There were concerns that Ashley would come out of surgery with facial damage, hearing damage or in need of a feeding tube, but those concerns were for naught. Mrs. Hedgepath said Ashley’s face was “back to normal” and was no longer drawn immediately after the operation. An optic nerve that was damaged after her first bleed has since been repaired and, although there will always be some permanent damage, she no longer suffers from double vision. A little weakness that remains on one side of her body is being addressed through physical therapy.
It has been suggested that Ashley’s malformations are possibly genetic. Mrs. Hedgepath also had brain surgery at the age of 13 to remove what doctors then believed was arterio-venous malformation and she said Dr. Pearson believes she likely suffered from the same condition as Ashley. Tests since conducted on the Hedgepaths’ younger daughter, 6-year-old Sara Cathryn, show no malformations.
God is good
Mrs. Hedgepath said Ashley hasn’t complained throughout her ordeal and is starting to return to being her old self again, although she is now required to wear a helmet to protect against head injuries while doing many of the activities she enjoys and her family continues to closely monitor her health. The South Fulton Elementary School fifth-grader enjoys riding her horse, playing softball and singing.
As icing on the cake, Ashley accepted Jesus as her savior shortly after the surgery.
Mrs.

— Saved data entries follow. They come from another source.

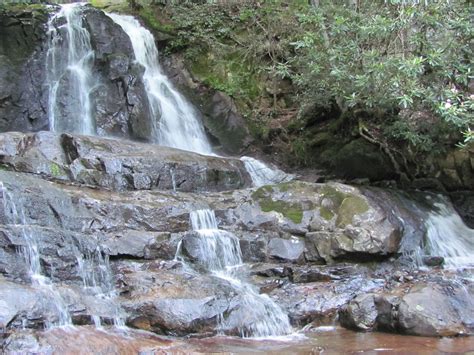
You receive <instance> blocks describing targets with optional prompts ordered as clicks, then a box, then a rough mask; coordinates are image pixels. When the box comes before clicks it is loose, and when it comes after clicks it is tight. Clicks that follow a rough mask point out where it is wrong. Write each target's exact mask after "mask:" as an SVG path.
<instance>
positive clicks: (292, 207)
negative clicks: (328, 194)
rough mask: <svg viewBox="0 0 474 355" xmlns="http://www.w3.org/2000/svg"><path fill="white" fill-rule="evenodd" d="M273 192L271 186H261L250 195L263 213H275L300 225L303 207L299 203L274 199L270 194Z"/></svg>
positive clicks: (302, 214)
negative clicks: (251, 195) (271, 211)
mask: <svg viewBox="0 0 474 355" xmlns="http://www.w3.org/2000/svg"><path fill="white" fill-rule="evenodd" d="M274 191H275V190H274V189H273V187H272V186H269V185H266V186H262V187H260V188H259V189H257V190H256V191H254V192H253V193H252V198H253V199H254V200H256V201H257V202H258V204H259V205H260V208H261V209H262V211H263V212H271V211H275V212H278V213H281V214H282V215H283V216H284V217H286V218H288V219H289V220H291V221H292V222H293V223H296V224H298V223H301V221H302V220H303V207H302V205H301V204H300V203H293V202H288V201H284V200H277V199H274V198H273V196H272V194H273V192H274Z"/></svg>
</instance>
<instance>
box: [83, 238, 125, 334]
mask: <svg viewBox="0 0 474 355" xmlns="http://www.w3.org/2000/svg"><path fill="white" fill-rule="evenodd" d="M76 258H77V264H78V271H79V275H80V276H81V279H82V283H83V289H84V291H85V294H86V295H91V296H92V297H93V298H94V299H95V300H98V302H97V304H96V305H95V307H93V309H91V310H90V313H91V318H92V321H93V323H94V324H95V326H96V327H97V328H101V327H102V320H101V317H100V315H101V314H103V313H104V309H101V308H106V309H107V313H108V317H110V318H112V320H113V322H114V325H115V326H116V327H119V328H124V327H125V319H126V314H125V312H124V311H123V309H122V308H121V307H120V305H119V304H118V303H117V302H116V298H117V296H118V294H117V290H116V288H115V284H114V278H113V274H112V269H111V268H110V264H109V257H108V255H107V254H104V253H103V252H102V250H101V249H100V247H99V246H97V248H96V249H95V250H94V251H92V252H88V253H86V254H85V256H83V255H82V254H78V255H77V256H76Z"/></svg>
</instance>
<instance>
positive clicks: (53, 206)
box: [0, 3, 474, 354]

Hedgepath said God showed the family so much during Ashley’s ordeal and they were touched by the many acts of kindness — from people giving money to help with expenses, to her husband’s never missing a paycheck from his job with Gordon Food Service, to Dr. Clendenin’s asking his church to pray for Ashley, to the excellent facilities at the children’s hospital that enabled the Hedgepath family to stay with Ashley the entire time she was hospitalized.

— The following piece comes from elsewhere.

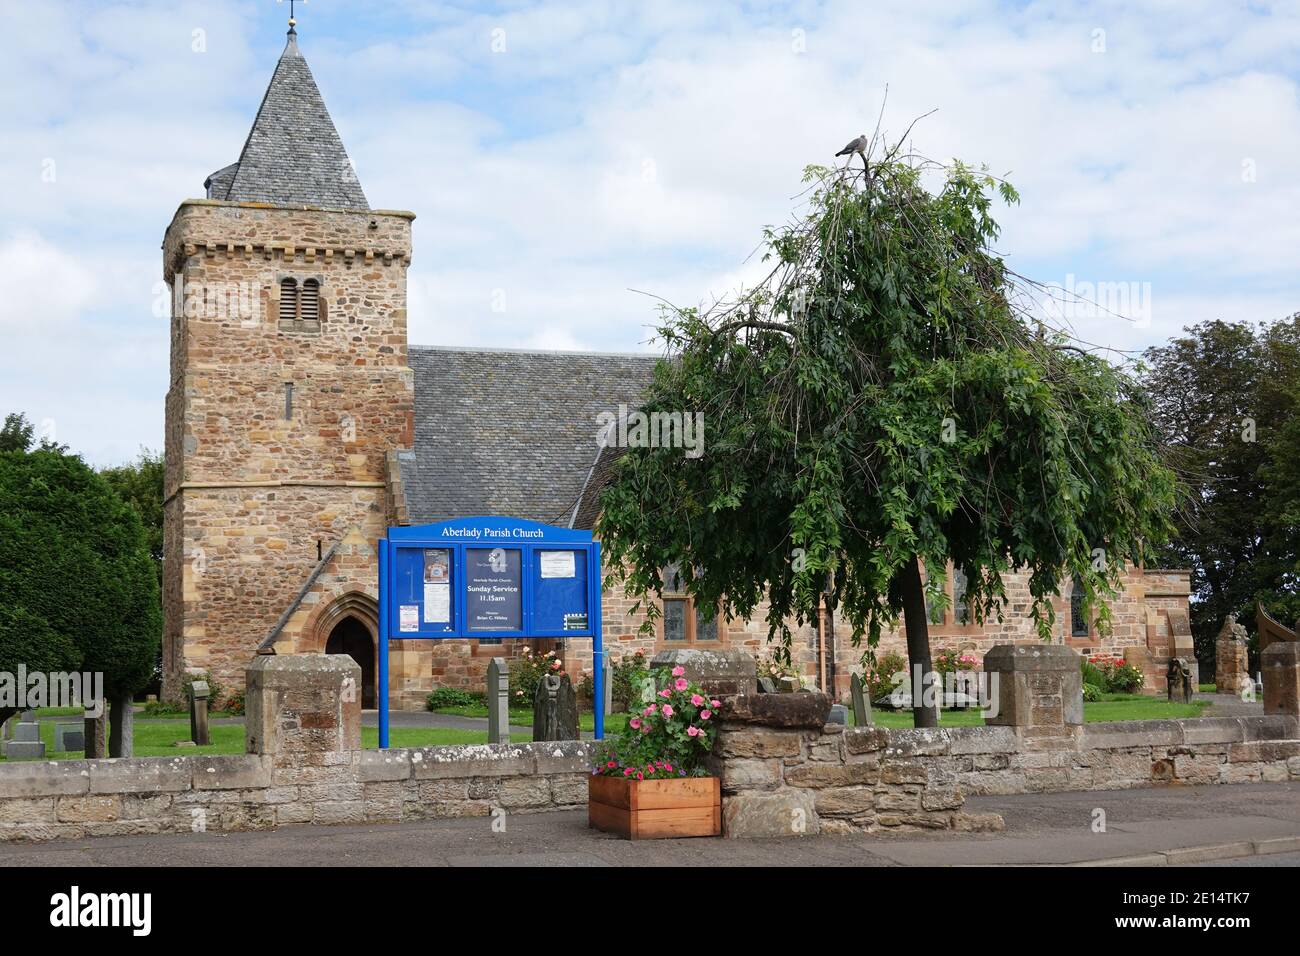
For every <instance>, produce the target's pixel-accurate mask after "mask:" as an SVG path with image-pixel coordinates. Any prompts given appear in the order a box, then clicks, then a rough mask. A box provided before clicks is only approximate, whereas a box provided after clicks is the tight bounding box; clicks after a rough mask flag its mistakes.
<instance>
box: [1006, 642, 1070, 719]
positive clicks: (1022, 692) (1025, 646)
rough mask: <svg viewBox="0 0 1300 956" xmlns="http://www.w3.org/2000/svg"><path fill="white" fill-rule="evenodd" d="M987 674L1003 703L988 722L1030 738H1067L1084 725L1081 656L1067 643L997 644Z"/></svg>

“God provided. We didn’t want or need for anything,” she said. “You find out the goodness of people.”
The excellent facilities at the Monroe Carell Jr. Children’s Hospital at Vanderbilt receive funding from the annual Iroquois Steeplechase, which also raises funds for research, according to Mrs. Hedgepath. This weekend, Ashley and her family will be special guests at the Steeplechase, which Ashley is representing as this year’s child ambassador.
In her capacity as an ambassador, Ashley will have the opportunity to present a trophy during one of the races and has been invited to several special events. Her participation in Saturday’s race will come on the heels of a check-up with a neurologist Friday in Nashville.
Ashley’s ordeal has also opened doors and presented special opportunities for Mrs. Hedgepath, who recently shared teh family’s experience when she spoke at a volunteer luncheon. It provided the perfect opportunity for her to give credit where credit is due.
“I told God, from the start, I would give Him the glory at every opportunity,” Mrs. Hedgepath said. “We want people to know that God is the reason.”